Commercial building permits reflected the extraordinarily high value of commercial permits pulled in May 2017 more than any slump in commercial building this spring.
“There was just so much building last year,” said Laycock. He pointed out such large projects as the West End Shopping Center, chain restaurants and the Buddy Holly Hall of Performing Arts, which influenced the figure for 2017.
The total monthly value of commercial permits issued in May was down 80 percent compared to a year earlier. “Building is more residential than commercial this year,” he added.
The number of new housing permits in May hit a record 145, an increase of 5 percent over a year earlier, which was up by 90 percent compared with the previous year. The total number of housing construction permits pulled year to date is the second highest on record for the first five months of the year.
The number of existing home sales between January and May set a new record and outpaced sales during the same period last year by nearly 8 percent. In May of this year, the average sales price was 6.7 percent higher than a year earlier.
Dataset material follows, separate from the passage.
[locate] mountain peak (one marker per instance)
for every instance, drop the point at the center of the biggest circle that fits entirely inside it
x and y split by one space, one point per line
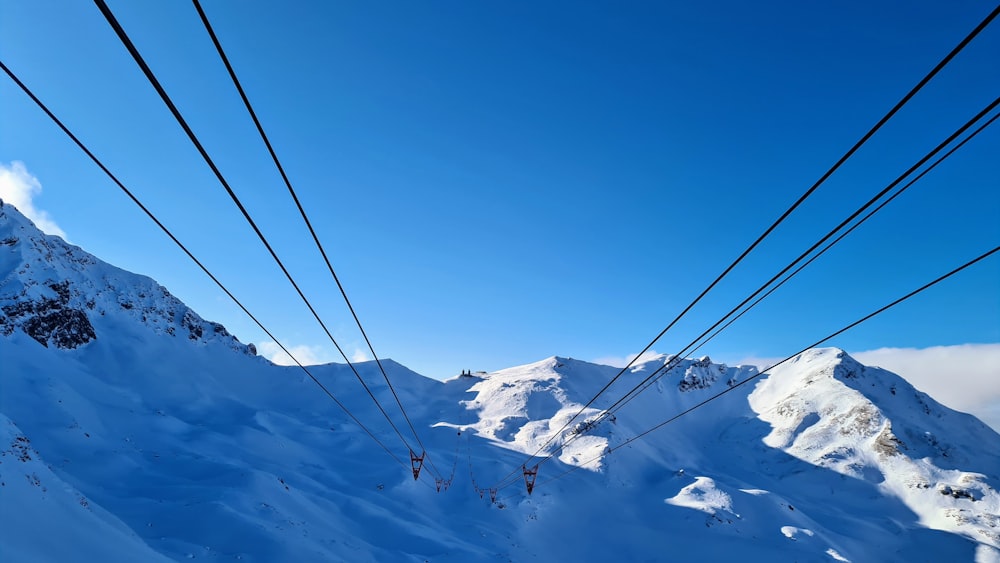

Adjusted for inflation, the dollar value of home sales has increased 10 percent year-to-date of the same period last year.
Payroll employment was 2 percent higher than in May 2017. An estimated 2,900 jobs were added to the Lubbock economy in the last 12 months with the leisure and hospitality sector creating 1,200 jobs. Trade, transportation and utilities added 600, and professional and business services produced 500. The unemployment rate declined to 2.8 percent, down from 3 percent in May of the previous year.
Auto sales have set one record after another this year. In May, inflation-adjusted spending on new and used motor vehicles was up 11 percent compared to a year ago.
General consumer spending, adjusted for inflation, rose 1.9 percent in May compared to the previous year. The rate of increased consumer spending has been fairly consistent over the last year.
Inflation, as measured by the Lubbock Consumer Price Index, has stayed fairly constant and May was no exception. Prices rose 2.3 percent, with upward pressure on the price of food, groceries, housing and energy. In comparison with the local rate of inflation, the national rate and the rate for the Southern region including Texas, was 2.7 percent; the rate for the Dallas-Fort Worth metro area jumped from 2.9 in March to 3.9 in May.
The price of West Texas intermediate crude oil rose to $66.37 in May or 47.3 percent over the May 2017. The total value of oil production in this area rose 31.3 percent in May.